4
votes

I'm running a kafka-connect distributed setup.

I was testing with a single machine/process setup (still in distributed mode), which worked fine, now I'm working with 3 nodes (and 3 connect processes), logs do not contain errors, but when I submit an s3-connector request through the rest-api, it returns: {"error_code":409,"message":"Cannot complete request because of a conflicting operation (e.g. worker rebalance)"}.

When I stop the kafka-connect process on one of the nodes, I can actually submit the job and everything is running fine.

I have 3 brokers in my cluster, the partition number of the topic is 32.

This is the connector I'm trying to launch:

{
    "name": "s3-sink-new-2",
    "config": {
        "connector.class": "io.confluent.connect.s3.S3SinkConnector",
        "tasks.max": "32",
        "topics": "rawEventsWithoutAttribution5",
        "s3.region": "us-east-1",
        "s3.bucket.name": "dy-raw-collection",
        "s3.part.size": "64000000",
        "flush.size": "10000",
        "storage.class": "io.confluent.connect.s3.storage.S3Storage",
        "format.class": "io.confluent.connect.s3.format.avro.AvroFormat",
        "schema.generator.class": "io.confluent.connect.storage.hive.schema.DefaultSchemaGenerator",
        "partitioner.class": "io.confluent.connect.storage.partitioner.TimeBasedPartitioner",
        "partition.duration.ms": "60000",
        "path.format": "\'year\'=YYYY/\'month\'=MM/\'day\'=dd/\'hour\'=HH",
        "locale": "US",
        "timezone": "GMT",
        "timestamp.extractor": "RecordField",
        "timestamp.field": "procTimestamp",
        "name": "s3-sink-new-2"
    }
}

Nothing in the logs indicate a problem, and I'm really lost here.

3
Will provide more info from logs if necessary :)OmriManor
I think I figured it out, I have 3 workers, and 32 partitions/tasks. I think kafka-connect is trying to evenly distribute the work between 3 workers, and is unable to (32 / 3 = 10.66667). I will test tomorrow with 4 workers.OmriManor
I've seen this error before when the rest.advertised.host.name cannot be resolved over each workerOneCricketeer
thanks for the comment, the documentation on this configuration parameter is lacking to say the least. What exactly should this resolve to? the host-name of one of the workers?, I thought they communicated strictly through kafka.OmriManor
It needs to be set to the external host or IP of the machine, and the port is set with rest.port. But the rebalancing and REST requests communicate between the workers directly, not just through Kafka, from what I've noticed. If this isn't the issue, the consumer group is literally rebalancing and there might be other instabilities in the cluster, not just ConnectOneCricketeer

3 Answers

5
votes

I had the same problem with my setup on Kubernetes. The issue was that I had CONNECT_REST_ADVERTISED_HOST_NAME set to same value on each of 16 nodes. It causes constant rebalancing issue. Have unique value and you should be fine.

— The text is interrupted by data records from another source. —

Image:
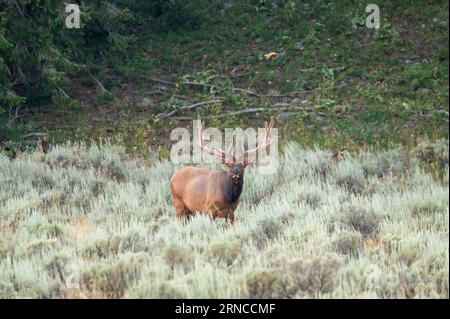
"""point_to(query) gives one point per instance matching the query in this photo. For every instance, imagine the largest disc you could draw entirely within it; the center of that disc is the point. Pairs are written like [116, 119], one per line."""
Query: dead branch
[252, 110]
[34, 135]
[244, 91]
[191, 107]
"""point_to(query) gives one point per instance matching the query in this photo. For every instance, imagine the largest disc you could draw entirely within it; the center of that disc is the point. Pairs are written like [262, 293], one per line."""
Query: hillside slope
[90, 222]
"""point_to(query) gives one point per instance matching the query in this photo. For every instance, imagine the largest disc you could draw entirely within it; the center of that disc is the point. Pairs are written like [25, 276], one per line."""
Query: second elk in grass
[215, 192]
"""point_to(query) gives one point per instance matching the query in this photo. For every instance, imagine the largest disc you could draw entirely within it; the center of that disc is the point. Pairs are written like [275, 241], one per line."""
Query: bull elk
[215, 192]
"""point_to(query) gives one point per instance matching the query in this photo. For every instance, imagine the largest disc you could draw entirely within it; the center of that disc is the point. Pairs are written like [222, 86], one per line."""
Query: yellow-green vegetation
[372, 225]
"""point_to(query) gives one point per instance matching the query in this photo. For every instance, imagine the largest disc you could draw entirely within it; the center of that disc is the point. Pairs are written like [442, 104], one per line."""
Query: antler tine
[265, 143]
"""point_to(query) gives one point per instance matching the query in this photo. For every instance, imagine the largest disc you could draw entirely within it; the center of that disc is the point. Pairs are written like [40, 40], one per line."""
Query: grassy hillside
[330, 80]
[372, 225]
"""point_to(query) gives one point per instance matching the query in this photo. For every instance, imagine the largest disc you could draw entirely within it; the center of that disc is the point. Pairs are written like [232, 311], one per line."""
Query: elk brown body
[215, 192]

The solution for K8S, which works for me:

- env:
  - name: CONNECT_REST_ADVERTISED_HOST_NAME
    valueFrom:
      fieldRef:
        fieldPath: status.podIP
1
votes

As Wojciech Sznapka has said, CONNECT_REST_ADVERTISED_HOST_NAME (rest.advertised.host.name if you're not using Docker) is the issue here. It needs to be set not just to a unique value but the correct hostname of the worker and that can be resolved from the other workers.

rest.advertised.host.name is used by Kafka Connect to determine how to contact the other workers - for example when it needs to forward on a REST request to a worker if it is not the leader. If this config is not set correctly then problems ensue.

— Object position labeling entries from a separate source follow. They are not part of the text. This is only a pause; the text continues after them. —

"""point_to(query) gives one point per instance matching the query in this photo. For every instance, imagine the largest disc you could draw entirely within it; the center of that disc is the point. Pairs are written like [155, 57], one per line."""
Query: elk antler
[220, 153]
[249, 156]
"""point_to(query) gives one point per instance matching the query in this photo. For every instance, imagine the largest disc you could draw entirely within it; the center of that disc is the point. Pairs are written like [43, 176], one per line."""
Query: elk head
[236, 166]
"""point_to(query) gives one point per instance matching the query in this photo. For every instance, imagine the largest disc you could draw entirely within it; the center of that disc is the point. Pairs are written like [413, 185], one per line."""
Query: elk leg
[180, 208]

If you have a cluster of workers and you shut all but one down and suddenly things work, that's because by shutting the others down you've guaranteed that the remaining worker is the leader and thus won't have to forward the request on.

For more details see https://rmoff.net/2019/11/22/common-mistakes-made-when-configuring-multiple-kafka-connect-workers/

0
votes

Same as for @OmriManor, in my case it was an issue with one of the nodes, causing a rebalance loop. What I did was to pause the connector, then I stopped all nodes accept for one, then i was able to delete the connector since the single node did not cause the rebalance loop.